Dual-Hemisphere Architecture
Two identical hemispheres can operate independently on separate workloads or collaboratively on larger problems. Each hemisphere has its own memory subsystem, enabling efficient scaling from single-chip deployments to multi-chip Titan systems without architectural compromises.
TransWarp Engine
At the heart of Asimov is a 512×128 systolic array running at 2 GHz, with weight memory co-located at each processing element. This architecture minimizes data movement—the dominant source of power consumption and latency in AI inference. The array reconfigures dynamically: 512×128 for FFN Matrix-Matrix Multiplication (GEMM), 128×512 for memory bound Matrix-Vector Multiplication (GEMV) attention computation.
Streaming Vector Acceleration
Dedicated hardware performs softmax, RMSNorm, RoPE, SwiGLU, and other activation functions at line rate—no kernel launches, no memory round-trips. Your model runs as a continuous pipeline where vectors flow through matrix ops, normalization, and nonlinearities without ever stalling for the CPU. New activation functions can be supported without silicon changes.
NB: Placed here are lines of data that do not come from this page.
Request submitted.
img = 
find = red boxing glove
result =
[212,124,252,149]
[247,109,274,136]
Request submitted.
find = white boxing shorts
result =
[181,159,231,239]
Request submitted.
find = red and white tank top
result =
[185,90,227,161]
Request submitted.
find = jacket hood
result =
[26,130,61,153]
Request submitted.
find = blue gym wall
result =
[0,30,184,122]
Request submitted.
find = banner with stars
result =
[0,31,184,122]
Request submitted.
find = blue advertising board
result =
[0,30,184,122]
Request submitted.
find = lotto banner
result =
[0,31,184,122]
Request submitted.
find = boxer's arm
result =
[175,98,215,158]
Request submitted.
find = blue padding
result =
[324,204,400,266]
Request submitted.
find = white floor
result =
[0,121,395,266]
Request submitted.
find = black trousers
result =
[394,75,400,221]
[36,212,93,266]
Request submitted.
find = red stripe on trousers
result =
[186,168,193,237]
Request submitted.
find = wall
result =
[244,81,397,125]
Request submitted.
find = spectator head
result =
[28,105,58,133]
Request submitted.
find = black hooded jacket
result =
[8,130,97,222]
On-Chip General Purpose CPUs
Multiple on-chip ARMv9 64-bit general purpose processor cores handle workload orchestration and provide a programmable escape hatch for frontier model operations that don't fit standard patterns. Run custom logic when you need it, but keep the common path in dedicated hardware for deterministic latency and maximum throughput.
Host Interface
PCIe Gen 6 with CXL support delivers 128 GB/s per hemisphere. The host handles tokenization and sampling; Asimov owns everything in between. Asimov's independent operating capabiltiies may make you think the host processor would be bored, but a fast host interface enables massive distributed KV cache management, multi model loading, and more without slowing down.
Scale-Out Interconnect
16 Tbps of direct chip-to-chip bandwidth with no switches or NICs required. Point-to-point links scale to 16,384 chips in ring, torus, mesh, and more topologies for tensor parallelism, pipeline parallelism, and MoE expert parallelism.